While the switch is on, voltage (V_in − V_out) is applied across the inductor and current rises linearly; when the switch turns off, the inductor freewheels and current falls linearly. This on/off cycling of slope produces the triangular ripple visible in the amber trace.

What happens if I drag Duty Cycle D close to 0 or close to 1?

Near D=0 the output voltage collapses toward zero since V_out = D·V_in; near D=1 the switch is almost always on and V_out approaches V_in. At the extremes ripple behavior and the CCM/DCM boundary (L_crit) become sensitive to small duty-cycle changes.

Why does raising Inductance L reduce ripple but the mode indicator can flip to CCM?

Larger L directly divides down ΔI_L = (V_in−V_out)·D/(L·f_sw), smoothing the current. Since the CCM/DCM boundary is L_crit = (1−D)·R/(2·f_sw), increasing L above that threshold keeps the inductor current from ever reaching zero, switching the simulation into Continuous Conduction Mode.

Why does increasing switching frequency f_sw shrink both ripple values?

Both ΔI_L and ΔV_C have f_sw in the denominator, so doubling the switching frequency roughly halves both ripples. This is why real-world converters push switching frequency up to shrink component size, though at the cost of higher switching losses in the MOSFET.

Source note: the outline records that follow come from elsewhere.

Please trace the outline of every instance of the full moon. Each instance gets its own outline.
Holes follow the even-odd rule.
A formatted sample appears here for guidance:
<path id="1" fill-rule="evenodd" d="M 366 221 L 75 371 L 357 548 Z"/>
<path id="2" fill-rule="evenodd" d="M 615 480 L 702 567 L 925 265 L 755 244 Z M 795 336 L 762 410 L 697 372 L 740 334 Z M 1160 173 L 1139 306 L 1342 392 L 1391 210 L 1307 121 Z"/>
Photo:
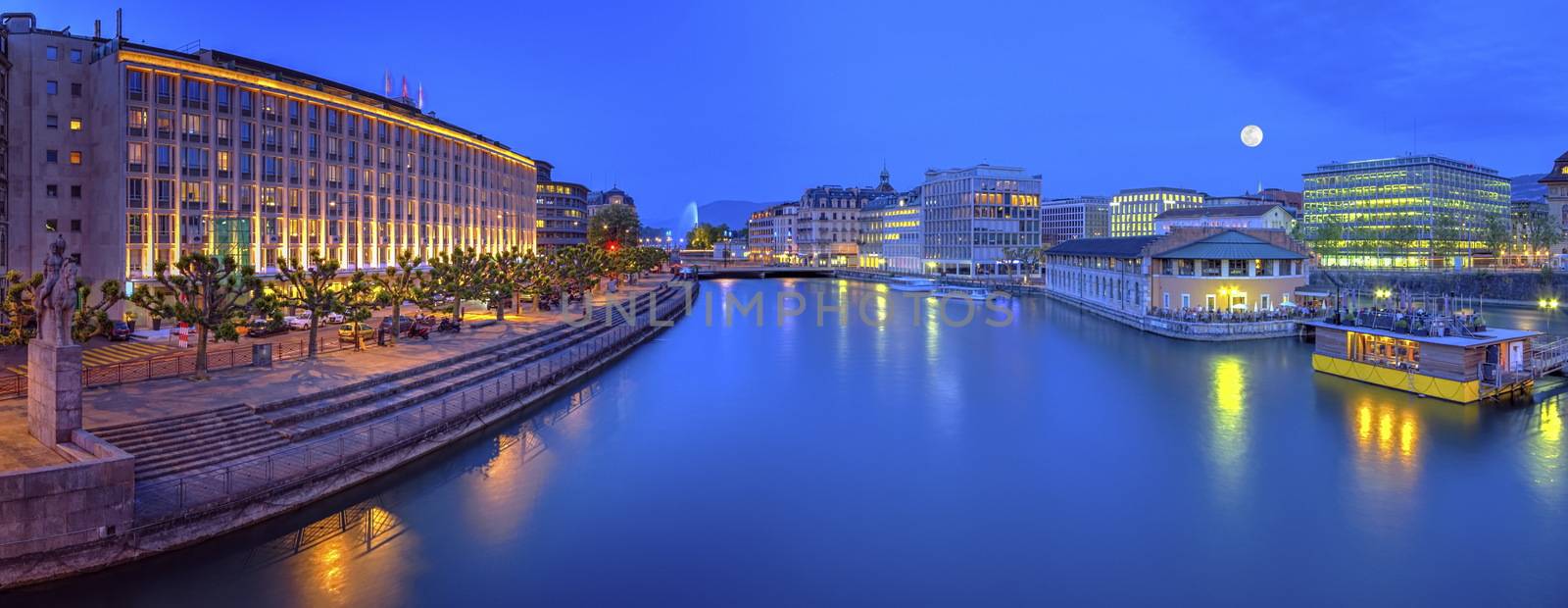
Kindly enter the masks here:
<path id="1" fill-rule="evenodd" d="M 1258 128 L 1254 124 L 1242 127 L 1242 143 L 1247 144 L 1247 147 L 1258 147 L 1258 144 L 1264 143 L 1264 130 Z"/>

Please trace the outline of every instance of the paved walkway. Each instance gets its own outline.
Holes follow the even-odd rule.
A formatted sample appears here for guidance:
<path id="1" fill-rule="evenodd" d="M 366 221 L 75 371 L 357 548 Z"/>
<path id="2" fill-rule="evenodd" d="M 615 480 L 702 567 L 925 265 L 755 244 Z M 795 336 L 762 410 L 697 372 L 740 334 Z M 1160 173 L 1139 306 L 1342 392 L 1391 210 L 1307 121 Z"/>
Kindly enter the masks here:
<path id="1" fill-rule="evenodd" d="M 624 298 L 655 288 L 666 277 L 654 276 L 637 285 L 621 285 Z M 594 296 L 596 304 L 605 301 Z M 196 382 L 168 378 L 88 389 L 82 396 L 82 425 L 88 429 L 107 425 L 182 415 L 237 403 L 259 404 L 289 396 L 351 384 L 368 376 L 450 359 L 458 354 L 491 348 L 497 343 L 533 334 L 561 323 L 552 312 L 524 310 L 506 315 L 505 321 L 485 328 L 474 324 L 494 321 L 494 313 L 464 310 L 461 334 L 431 334 L 430 340 L 398 340 L 397 348 L 368 343 L 365 351 L 342 349 L 325 353 L 315 360 L 278 362 L 271 368 L 238 367 L 213 371 L 210 379 Z M 224 343 L 227 345 L 227 343 Z M 0 400 L 0 470 L 14 470 L 64 462 L 27 432 L 27 398 Z"/>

Why does the Efficiency stat decrease slightly as duty cycle rises?

This simulation applies a simplified efficiency estimate that penalizes higher duty cycle slightly, reflecting real-world effects like increased conduction losses. Actual efficiency also depends on switch resistance, inductor ESR, and diode forward-voltage drop, none of which are perfectly captured by a simple formula.